At this point I think he either just repeated his earlier assertion or just spoke some gibberish that made everyone else around the table nod and smile approvingly but left me just as confused as when I started.*
You see, debit cards are a scam. They benefit the bank (they get to charge retailers, get the money out of your account faster and therefore get to pay you less in interest while your money ‘floats’) but not so much you. They are more convenient that writing checks and safer than carrying cash but that’s about it.
And those benefits can be had through another service that has even more benefits: credit cards. Now, when I say that I have a huge caveat to go with it. Everything I say from here on out assumes you pay your bill off, in full, every month**. If you do that you essentially get a 30 day, interest free loan every month. That allows you to keep that money in your account, earning interest (ok, not that much these days but you’re still making money) AND you have the freedom, in case of an emergency, to make a less than full payment if you have to. In addition, lots of card companies offer rewards programs that can add up to real money.
Finally, you should also know that just about every time you buy something you’re paying a fee for using a card regardless of if you’re using one or not. Card companies (Visa, MasterCard, etc.) charge retailers every time someone uses a card in their store (that’s why sometimes you’ll see retailers attempt to set a minimum purchase for using your credit cards). That cost gets passed along to the consumer in almost all cases (unless you find a retailer who charges different rates for cash and credit purchases but they’re pretty rare nowadays) which means you’re paying that fee if you use a card or lay out cash.

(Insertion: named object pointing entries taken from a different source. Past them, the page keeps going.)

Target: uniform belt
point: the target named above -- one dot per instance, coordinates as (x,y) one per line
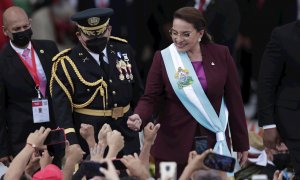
(115,113)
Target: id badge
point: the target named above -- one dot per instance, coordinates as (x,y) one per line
(40,110)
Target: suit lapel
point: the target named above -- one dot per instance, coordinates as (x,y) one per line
(208,62)
(44,58)
(17,63)
(112,57)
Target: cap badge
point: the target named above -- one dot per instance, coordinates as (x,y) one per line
(93,21)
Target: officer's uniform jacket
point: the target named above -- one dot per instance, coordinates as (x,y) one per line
(79,85)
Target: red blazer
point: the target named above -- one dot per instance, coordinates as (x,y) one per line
(175,138)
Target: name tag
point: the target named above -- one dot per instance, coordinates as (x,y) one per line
(40,110)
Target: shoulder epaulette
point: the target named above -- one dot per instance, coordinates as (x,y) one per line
(60,54)
(118,39)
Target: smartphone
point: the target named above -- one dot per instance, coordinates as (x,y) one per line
(259,177)
(118,164)
(219,162)
(201,144)
(56,136)
(168,170)
(91,168)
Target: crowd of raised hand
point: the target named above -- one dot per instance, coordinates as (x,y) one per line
(30,162)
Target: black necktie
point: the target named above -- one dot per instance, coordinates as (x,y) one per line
(104,66)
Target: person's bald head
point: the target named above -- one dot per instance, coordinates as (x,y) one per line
(15,20)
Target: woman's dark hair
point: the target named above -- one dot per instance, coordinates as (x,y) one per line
(195,17)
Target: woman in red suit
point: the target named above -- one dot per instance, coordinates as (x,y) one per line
(200,61)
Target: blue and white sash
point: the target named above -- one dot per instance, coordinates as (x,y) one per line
(188,89)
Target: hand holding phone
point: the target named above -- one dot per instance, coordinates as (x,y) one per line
(56,136)
(168,170)
(201,144)
(118,164)
(91,168)
(219,162)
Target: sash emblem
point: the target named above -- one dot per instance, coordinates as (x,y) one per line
(183,78)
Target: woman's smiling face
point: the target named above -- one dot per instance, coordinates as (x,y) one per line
(184,35)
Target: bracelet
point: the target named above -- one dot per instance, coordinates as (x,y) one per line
(32,145)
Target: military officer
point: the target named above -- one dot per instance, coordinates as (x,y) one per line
(97,81)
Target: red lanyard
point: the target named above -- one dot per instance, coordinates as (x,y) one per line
(32,70)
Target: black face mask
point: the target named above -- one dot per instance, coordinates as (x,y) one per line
(281,160)
(22,38)
(96,45)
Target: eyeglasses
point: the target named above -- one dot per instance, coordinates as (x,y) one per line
(184,35)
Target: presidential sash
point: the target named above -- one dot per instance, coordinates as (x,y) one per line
(188,89)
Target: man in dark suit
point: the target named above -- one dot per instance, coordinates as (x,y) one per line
(279,91)
(96,82)
(25,68)
(223,19)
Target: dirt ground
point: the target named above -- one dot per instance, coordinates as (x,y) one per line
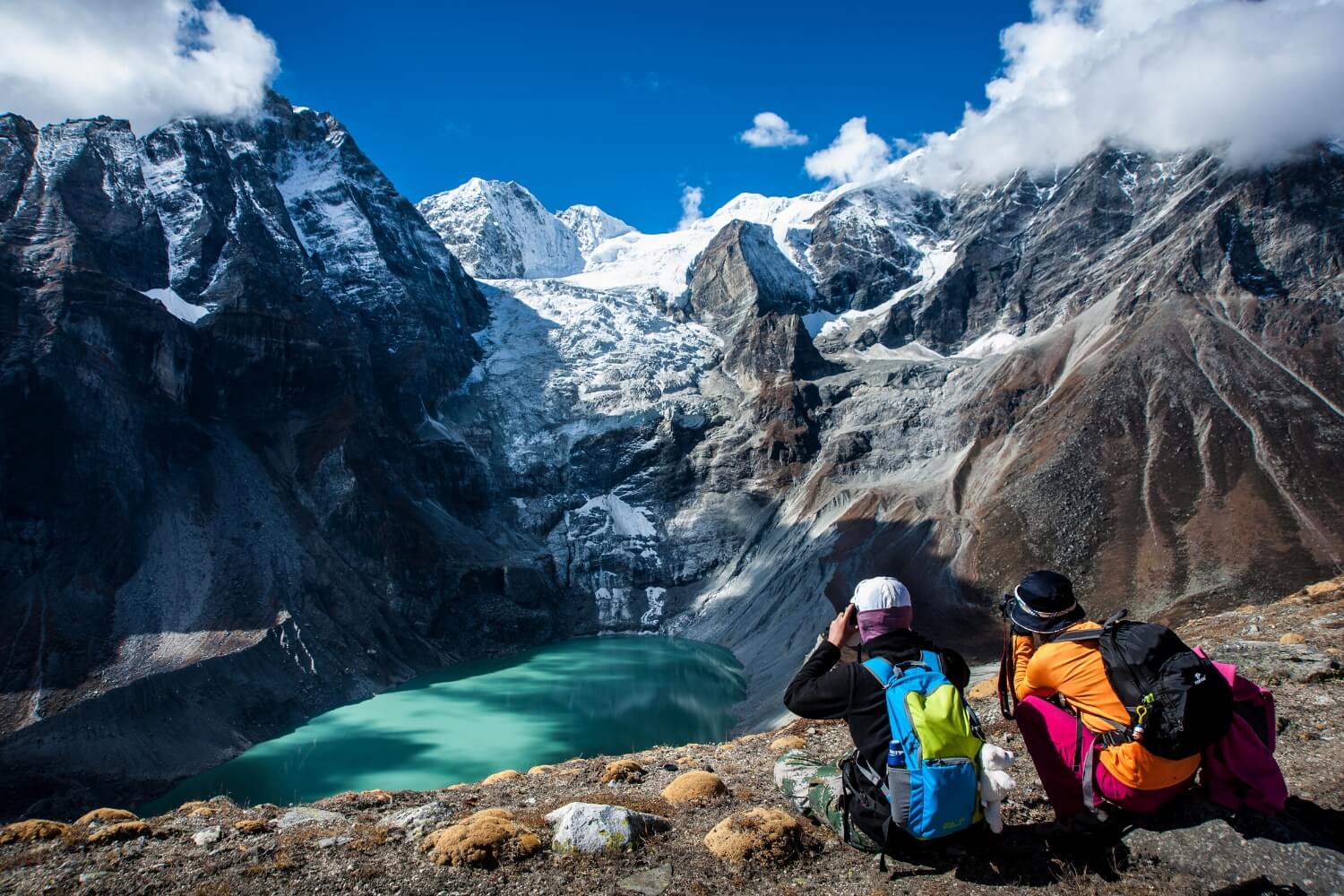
(1292,645)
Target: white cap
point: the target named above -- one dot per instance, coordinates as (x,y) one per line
(882,592)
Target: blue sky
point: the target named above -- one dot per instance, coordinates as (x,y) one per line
(623,105)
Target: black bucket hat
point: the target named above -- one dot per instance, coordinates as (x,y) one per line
(1045,603)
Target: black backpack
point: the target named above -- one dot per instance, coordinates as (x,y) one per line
(1177,700)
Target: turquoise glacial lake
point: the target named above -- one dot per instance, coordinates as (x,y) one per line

So, if you’re going to pay to use a card, why not get the benefits of them? If someone offered you a no-interest loan, why wouldn’t you take it? If they offered to pay you for purchases you were going to make anyway, why wouldn’t you take that? For reasons that continue to escape me, many people do, preferring to allow their bank to take money out of their accounts quicker, charge outrageous overdraft fees if you exceed your balance and not give you squat for your business.
*Which probably explains why banking just wasn’t for me. I was not, for the life of me, able to see the gobs of money debit cards were about to bring the banking industry or understand what the attraction is for these cards among the public.
**If you don’t pay your credit card bill off in full you’re generally screwed and so you should only consider carrying a balance in cases of emergency (a real emergency, not because the flat screen TV at Best Buy would be so totally cool to watch the game on Sunday with).